I’m taking my girlfriend to see Now You See Me 2 tonight. She loved the first one and is beyond excited for the second. She’s the only person alive who wants to see this opening night. The first one was the definition of middling and did not call for a franchise. It’s the kind of movie you watch on TNT because it came on after Batman Begins and you can’t find the clicker. No one saw it and thought, “I may only be watching this because of my crippling laziness, but you know what? I’d dust the Dorito crumbs off me to pay $15 for a sequel.”
The movie isn’t great but it’s not offensively bad. But I do have one big problem with it: two of the villains in the first movie (and presumably, they’ll remain villains in Part 2) are played by Michael Caine and Morgan Freeman.
That’s right. Two of the world’s most beloved actors were cast as bad guys. Alfred Pennyworth and Lucius Fox. Alfie and Nelson Mandela. If they ran a Freeman-Caine presidential ticket, they’d win in a landslide.
Do you realize what kind of heinous shit Morgan Freeman and Michael Caine would have to do to make me root against them in favor of Dave Franco? Off the top of my head: drown multiple puppies. It would have to be the opening scene. Freeman enters an abandoned warehouse to find Caine rolling his sleeves up, filling a metal tub with a hose.
“‘Ello, Morgan. Care to drown dese lil buggahs with me for no reason other than to make people hate us?”
Freeman smirks, looks right at the camera and arches his eyebrow. “Why Michael…I thought you’d never ask. Toss me a beagle.”
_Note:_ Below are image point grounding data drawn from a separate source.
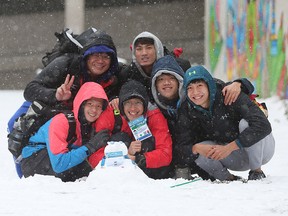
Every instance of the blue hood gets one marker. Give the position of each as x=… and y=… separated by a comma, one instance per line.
x=199, y=72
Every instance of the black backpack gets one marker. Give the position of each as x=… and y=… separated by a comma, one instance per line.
x=28, y=124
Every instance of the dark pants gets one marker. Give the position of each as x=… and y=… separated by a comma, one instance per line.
x=39, y=163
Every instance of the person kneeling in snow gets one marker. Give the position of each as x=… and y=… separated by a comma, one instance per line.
x=154, y=154
x=49, y=152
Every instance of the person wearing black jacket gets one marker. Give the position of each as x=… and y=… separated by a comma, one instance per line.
x=57, y=84
x=219, y=137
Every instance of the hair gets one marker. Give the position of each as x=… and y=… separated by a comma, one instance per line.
x=144, y=40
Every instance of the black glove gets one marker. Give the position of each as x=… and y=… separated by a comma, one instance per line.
x=97, y=141
x=121, y=136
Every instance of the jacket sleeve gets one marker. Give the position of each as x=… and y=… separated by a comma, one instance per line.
x=246, y=85
x=259, y=126
x=61, y=157
x=186, y=135
x=43, y=86
x=162, y=155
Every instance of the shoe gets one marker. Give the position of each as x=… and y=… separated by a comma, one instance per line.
x=183, y=172
x=256, y=175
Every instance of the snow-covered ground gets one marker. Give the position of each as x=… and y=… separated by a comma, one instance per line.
x=127, y=191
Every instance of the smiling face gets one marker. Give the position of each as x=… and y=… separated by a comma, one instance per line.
x=92, y=109
x=98, y=63
x=167, y=85
x=198, y=93
x=133, y=108
x=145, y=55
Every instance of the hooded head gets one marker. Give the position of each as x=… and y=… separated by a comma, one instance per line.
x=100, y=42
x=133, y=89
x=166, y=65
x=149, y=38
x=200, y=73
x=87, y=91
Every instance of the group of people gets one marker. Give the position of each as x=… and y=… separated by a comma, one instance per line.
x=199, y=124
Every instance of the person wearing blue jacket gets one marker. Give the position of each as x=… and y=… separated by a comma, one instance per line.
x=219, y=137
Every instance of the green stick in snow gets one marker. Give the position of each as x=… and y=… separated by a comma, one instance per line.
x=194, y=180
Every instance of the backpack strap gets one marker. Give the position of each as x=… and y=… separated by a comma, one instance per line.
x=118, y=122
x=72, y=127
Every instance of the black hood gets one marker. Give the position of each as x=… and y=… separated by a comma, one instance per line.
x=133, y=89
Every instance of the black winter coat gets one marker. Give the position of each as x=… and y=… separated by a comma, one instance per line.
x=43, y=87
x=220, y=126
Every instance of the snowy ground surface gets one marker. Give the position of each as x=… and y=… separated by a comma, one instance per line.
x=127, y=191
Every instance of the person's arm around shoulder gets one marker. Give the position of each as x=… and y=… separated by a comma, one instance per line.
x=162, y=155
x=43, y=87
x=215, y=152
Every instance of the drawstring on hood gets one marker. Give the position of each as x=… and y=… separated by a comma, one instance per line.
x=197, y=73
x=99, y=42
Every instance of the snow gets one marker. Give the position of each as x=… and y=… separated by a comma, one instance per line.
x=124, y=191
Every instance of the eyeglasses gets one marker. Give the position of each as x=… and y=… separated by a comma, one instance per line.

And it would have to be multiple puppies, too. You can’t away with just one. We’d all try to rationalize it. “Well, the puppy probably had it coming, Morgan and Michael wouldn’t do that for no reason….oh wait they’re going for another. I guess they are bad.”
Or maybe you have them sell nuclear launch codes to an enemy of America. They walk out of a McDonald’s, Freeman’s on the phone while Caine giggles. “Hello, Kim Jong Un? It’s Morgan Freeman. Yes, that Morgan Freeman. Do me a favor and check your email, we’ve got a present for you….what’s that….okay, okay, I’ll say it…’get busy living of get busy dying…that’s goddamn right.’ Okay? Okay….bye.”
Or what about having Michael Caine walk into an empty room, saying, “‘Ello, Ah’m Michael Caine. Fuck the troops.” He clears his throat, a little unsure of himself but going through with it anyway. “That’s right. All American servicemen and women are dopes.” He looks off camera. “Do oy really have to say all dis? Can’t you just cast an actor who usually plays bad guys instead? Oy talked to John Malkovich last week and his August is wide open.”
Those are the depths they’ll need to sink to to make me hate these cherished national treasures.
Based on their strategy, here’s who I’m recommending as villains forNow You See Me 3:
- Tom Hanks
- Dave Coulier
- Betty White
- A hologram of beloved actor Jack Lemmon
- A golden retriever
Any of those would be less likable than Caine and Freeman. So stop this madness, people who made this marginally entertaining franchise that’s aggravated me way more than it should.